I believe that were of mayor concern last time I checked up.

3 comments

The position of Bitcoin Core is that fees should be high and microtransactions should be infeasible, except on Blockstream's Lightning Network. The reason is that decentralization has costs and they believe fees need to be high to pay for it.
Lightning was not invented by Blockstream, nor is Blockstream the majority player in that space either. They're just paying two open source developers (Rusty Russell and Christian Decker) to work on it. The original creators of Lightning have their own company, and there are at least five other competing implementations. BitFury employs more lightning developers than Blockstream and LightningCo combined.
To be fair, the position of Core is more: "we don't know how to scale significantly without further threatening decentralization". The rest is a corollary of that.
What is the Blockstream's Lightning Network and how does it correlate with bitcoin?

How will bitcoin attract customers from traditional payment options if fees are higher?

That's level 2 solution, implemented on top of Bitcoin (you need to create bitcoin transactions to start interacting with LN and consequent "good" transactions are almost free).

One thing - it is not actually implemented in full and therefore can not be used in vivo.

Microtransactions were never feasible on 1st-layer bitcoin. 2nd-layer solutions like payment channels make them practical.
https://bitcoinfees.21.co/ currently recommends around $0.17 per transaction.
That's a lot more then I though, is that even reasonable?

With today's digitalization even stock trading is commonly available at $0.1 in courtage fee, is it really feasible bitcoin to use double that if broad adoption is appreciated? Or is that not a prioritized goal?
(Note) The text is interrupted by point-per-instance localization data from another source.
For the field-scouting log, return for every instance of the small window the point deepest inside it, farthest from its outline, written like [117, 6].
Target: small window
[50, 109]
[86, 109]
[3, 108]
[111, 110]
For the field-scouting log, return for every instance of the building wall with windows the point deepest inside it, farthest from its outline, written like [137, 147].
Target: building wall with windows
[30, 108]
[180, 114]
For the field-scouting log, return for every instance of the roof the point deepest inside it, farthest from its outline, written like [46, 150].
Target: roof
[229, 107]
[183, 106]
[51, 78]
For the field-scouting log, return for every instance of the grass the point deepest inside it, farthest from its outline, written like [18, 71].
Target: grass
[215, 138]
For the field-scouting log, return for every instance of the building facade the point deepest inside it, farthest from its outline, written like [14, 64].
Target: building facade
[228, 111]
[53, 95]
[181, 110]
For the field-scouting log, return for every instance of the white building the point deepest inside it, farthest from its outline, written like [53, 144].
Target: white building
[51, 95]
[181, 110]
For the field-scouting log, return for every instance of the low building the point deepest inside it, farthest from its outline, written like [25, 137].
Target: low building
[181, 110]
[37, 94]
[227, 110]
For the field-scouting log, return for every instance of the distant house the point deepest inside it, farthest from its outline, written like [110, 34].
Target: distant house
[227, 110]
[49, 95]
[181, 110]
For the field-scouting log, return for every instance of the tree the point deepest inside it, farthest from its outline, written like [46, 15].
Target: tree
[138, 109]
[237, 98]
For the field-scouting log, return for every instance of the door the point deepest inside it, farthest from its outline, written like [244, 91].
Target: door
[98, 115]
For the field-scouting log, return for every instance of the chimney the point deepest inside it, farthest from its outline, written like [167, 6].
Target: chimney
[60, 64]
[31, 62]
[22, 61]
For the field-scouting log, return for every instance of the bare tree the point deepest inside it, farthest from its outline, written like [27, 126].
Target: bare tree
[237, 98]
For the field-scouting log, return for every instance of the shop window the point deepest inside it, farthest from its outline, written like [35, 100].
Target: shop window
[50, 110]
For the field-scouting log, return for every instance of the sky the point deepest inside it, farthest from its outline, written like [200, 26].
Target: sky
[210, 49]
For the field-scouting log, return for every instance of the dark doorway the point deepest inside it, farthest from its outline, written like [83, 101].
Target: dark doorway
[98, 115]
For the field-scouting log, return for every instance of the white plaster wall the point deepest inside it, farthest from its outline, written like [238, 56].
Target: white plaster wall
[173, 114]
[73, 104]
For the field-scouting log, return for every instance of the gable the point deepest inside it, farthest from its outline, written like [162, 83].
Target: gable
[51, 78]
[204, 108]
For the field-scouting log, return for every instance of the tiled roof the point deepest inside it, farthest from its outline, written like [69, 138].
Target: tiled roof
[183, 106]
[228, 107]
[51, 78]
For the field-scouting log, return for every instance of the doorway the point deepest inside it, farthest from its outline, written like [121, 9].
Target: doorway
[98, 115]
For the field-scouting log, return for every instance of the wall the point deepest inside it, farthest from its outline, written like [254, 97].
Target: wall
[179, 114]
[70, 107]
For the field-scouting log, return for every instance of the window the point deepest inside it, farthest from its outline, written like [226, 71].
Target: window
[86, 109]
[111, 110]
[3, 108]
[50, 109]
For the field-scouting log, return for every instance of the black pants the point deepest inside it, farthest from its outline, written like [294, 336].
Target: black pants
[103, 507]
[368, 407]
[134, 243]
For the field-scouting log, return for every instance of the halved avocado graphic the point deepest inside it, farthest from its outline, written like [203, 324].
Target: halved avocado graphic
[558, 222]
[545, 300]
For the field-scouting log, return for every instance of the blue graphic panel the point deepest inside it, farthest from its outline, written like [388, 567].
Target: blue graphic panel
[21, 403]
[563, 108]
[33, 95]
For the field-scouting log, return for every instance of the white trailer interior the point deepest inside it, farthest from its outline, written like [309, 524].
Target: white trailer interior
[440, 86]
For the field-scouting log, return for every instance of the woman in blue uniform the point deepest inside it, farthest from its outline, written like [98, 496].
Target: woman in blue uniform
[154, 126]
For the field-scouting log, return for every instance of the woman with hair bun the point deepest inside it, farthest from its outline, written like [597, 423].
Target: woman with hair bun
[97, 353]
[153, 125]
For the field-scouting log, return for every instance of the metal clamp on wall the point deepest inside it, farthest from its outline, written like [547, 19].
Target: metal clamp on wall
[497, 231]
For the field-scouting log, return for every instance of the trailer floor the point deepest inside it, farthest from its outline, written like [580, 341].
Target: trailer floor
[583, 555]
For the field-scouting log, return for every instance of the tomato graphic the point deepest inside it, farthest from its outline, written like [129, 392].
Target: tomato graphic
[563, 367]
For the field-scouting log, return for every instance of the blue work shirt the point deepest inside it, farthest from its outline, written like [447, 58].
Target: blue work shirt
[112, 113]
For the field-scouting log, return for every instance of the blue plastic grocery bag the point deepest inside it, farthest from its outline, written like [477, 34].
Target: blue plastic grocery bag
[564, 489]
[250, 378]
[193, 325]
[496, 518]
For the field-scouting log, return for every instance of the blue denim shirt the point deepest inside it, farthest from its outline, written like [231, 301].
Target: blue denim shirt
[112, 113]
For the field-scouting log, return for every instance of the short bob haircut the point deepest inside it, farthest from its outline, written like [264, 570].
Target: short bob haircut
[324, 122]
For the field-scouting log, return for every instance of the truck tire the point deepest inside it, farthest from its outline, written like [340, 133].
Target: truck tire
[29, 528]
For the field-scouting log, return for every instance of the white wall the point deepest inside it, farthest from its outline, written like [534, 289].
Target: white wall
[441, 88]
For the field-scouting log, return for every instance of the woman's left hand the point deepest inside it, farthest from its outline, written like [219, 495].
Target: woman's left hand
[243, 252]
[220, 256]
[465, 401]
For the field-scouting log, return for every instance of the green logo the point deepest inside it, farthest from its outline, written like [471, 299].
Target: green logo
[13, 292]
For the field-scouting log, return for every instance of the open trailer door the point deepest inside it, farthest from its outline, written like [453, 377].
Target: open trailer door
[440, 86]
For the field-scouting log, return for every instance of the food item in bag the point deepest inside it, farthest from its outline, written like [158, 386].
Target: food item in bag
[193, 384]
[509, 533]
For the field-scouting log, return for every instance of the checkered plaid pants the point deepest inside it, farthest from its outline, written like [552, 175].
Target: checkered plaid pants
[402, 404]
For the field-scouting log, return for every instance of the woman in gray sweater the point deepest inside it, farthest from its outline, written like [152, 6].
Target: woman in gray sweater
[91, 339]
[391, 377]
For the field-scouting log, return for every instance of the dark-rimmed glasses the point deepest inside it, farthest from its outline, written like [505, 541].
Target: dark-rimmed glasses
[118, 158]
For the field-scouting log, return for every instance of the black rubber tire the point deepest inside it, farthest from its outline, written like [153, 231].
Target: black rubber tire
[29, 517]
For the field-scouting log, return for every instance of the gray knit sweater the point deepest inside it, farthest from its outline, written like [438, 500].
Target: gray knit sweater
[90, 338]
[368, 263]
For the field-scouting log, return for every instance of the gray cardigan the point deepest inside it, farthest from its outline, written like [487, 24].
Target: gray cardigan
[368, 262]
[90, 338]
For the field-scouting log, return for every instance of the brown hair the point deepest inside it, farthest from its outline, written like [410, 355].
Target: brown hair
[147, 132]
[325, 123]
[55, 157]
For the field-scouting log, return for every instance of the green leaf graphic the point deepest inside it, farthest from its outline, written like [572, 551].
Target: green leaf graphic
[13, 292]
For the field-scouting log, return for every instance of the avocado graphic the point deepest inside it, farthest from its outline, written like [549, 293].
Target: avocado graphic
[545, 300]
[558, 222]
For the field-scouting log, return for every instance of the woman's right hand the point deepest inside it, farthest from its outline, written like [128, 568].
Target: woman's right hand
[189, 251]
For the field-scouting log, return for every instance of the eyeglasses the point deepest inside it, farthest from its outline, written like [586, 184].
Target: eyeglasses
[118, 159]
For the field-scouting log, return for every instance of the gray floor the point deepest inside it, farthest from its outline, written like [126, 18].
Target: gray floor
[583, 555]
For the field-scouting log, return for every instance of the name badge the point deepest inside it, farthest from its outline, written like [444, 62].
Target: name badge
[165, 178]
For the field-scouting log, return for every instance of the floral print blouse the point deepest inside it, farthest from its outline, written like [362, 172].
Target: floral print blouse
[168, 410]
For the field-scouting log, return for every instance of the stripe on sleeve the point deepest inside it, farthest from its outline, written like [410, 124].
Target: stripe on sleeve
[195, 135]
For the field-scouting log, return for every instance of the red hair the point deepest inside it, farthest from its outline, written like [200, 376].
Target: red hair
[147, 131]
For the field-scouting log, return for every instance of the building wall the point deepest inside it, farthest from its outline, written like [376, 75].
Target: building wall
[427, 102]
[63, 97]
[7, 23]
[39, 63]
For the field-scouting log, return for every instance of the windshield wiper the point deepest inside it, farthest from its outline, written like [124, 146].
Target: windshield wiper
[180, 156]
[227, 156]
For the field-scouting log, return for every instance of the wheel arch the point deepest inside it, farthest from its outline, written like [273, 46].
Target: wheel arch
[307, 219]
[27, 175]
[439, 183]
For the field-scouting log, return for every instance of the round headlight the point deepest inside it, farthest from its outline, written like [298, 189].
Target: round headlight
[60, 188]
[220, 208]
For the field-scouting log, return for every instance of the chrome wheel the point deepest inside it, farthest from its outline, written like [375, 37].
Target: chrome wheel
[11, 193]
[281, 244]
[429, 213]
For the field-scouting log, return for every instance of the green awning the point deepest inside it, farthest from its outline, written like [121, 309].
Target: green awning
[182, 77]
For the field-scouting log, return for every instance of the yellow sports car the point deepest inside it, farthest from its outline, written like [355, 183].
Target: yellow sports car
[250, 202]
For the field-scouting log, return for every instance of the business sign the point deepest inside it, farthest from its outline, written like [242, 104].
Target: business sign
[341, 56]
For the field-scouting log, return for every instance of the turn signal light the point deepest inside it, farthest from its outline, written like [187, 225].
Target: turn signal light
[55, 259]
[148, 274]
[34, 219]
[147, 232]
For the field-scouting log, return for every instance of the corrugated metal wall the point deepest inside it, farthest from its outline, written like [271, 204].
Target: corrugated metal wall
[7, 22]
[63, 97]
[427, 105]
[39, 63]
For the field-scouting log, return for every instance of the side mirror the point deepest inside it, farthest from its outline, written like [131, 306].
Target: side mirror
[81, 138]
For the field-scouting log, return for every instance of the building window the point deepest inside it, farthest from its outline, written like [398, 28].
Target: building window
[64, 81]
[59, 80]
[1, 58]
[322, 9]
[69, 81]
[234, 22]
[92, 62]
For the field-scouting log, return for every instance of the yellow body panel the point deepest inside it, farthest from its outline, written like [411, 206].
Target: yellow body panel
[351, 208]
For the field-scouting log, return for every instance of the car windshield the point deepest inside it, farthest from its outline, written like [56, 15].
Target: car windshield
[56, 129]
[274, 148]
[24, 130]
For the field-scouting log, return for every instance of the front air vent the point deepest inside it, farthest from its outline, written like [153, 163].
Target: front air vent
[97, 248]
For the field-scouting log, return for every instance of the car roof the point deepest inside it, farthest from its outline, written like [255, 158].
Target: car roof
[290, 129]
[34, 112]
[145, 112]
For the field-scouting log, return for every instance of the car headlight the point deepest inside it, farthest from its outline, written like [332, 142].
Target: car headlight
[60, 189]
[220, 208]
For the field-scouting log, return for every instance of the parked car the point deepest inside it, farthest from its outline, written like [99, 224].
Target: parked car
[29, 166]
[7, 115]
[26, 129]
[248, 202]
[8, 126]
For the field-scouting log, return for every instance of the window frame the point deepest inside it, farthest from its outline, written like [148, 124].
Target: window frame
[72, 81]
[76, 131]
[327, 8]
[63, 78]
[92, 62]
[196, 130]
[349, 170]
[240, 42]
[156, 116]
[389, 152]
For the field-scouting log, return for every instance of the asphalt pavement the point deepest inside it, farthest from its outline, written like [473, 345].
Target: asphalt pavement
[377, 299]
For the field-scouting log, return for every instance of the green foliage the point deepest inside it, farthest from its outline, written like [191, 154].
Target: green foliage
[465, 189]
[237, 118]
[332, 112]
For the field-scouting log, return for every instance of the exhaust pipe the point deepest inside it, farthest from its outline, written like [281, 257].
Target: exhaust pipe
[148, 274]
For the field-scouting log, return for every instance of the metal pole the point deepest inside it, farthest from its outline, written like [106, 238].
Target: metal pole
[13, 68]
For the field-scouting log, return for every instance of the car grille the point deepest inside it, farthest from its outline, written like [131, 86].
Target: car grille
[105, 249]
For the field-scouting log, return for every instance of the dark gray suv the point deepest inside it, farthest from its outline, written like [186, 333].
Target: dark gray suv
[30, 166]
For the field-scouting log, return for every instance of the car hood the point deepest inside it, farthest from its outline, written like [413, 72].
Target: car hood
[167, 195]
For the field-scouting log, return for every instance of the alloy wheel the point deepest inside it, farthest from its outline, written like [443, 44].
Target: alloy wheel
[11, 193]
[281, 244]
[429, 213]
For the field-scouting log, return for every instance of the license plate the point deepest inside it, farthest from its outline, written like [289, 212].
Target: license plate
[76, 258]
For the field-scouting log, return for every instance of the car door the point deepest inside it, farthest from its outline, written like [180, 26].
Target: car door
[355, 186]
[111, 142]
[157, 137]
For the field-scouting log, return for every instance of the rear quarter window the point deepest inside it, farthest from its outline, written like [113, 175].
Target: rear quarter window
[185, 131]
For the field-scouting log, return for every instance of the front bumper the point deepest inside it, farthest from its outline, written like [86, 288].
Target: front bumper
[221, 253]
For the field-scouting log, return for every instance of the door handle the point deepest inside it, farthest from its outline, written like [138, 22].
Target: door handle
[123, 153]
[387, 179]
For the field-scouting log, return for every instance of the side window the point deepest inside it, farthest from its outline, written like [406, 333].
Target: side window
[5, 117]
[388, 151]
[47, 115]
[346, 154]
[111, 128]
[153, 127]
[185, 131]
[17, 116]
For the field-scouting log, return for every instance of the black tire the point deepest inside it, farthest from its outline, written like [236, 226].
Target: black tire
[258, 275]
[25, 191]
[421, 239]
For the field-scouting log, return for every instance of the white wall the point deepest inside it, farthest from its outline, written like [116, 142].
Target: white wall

What stance does the bitcoin foundation take or whichever is the highest authority talking on behalf of the community?

> What stance does the bitcoin foundation take or whichever is the highest authority talking on behalf of the community?

From what I undertand, it's not a goal for Bitcoin Core (lead dev team for the official client). They want to make Bitcoin a "settlement layer" that serves as a foundation for other things to be built on top of. Lightning network[1] would be the layer built on top that supports microtransactions.

There are others who believe that Bitcoin should be able to scale to support microtransactions and other features itself.

There's a very large controversy in the community over this.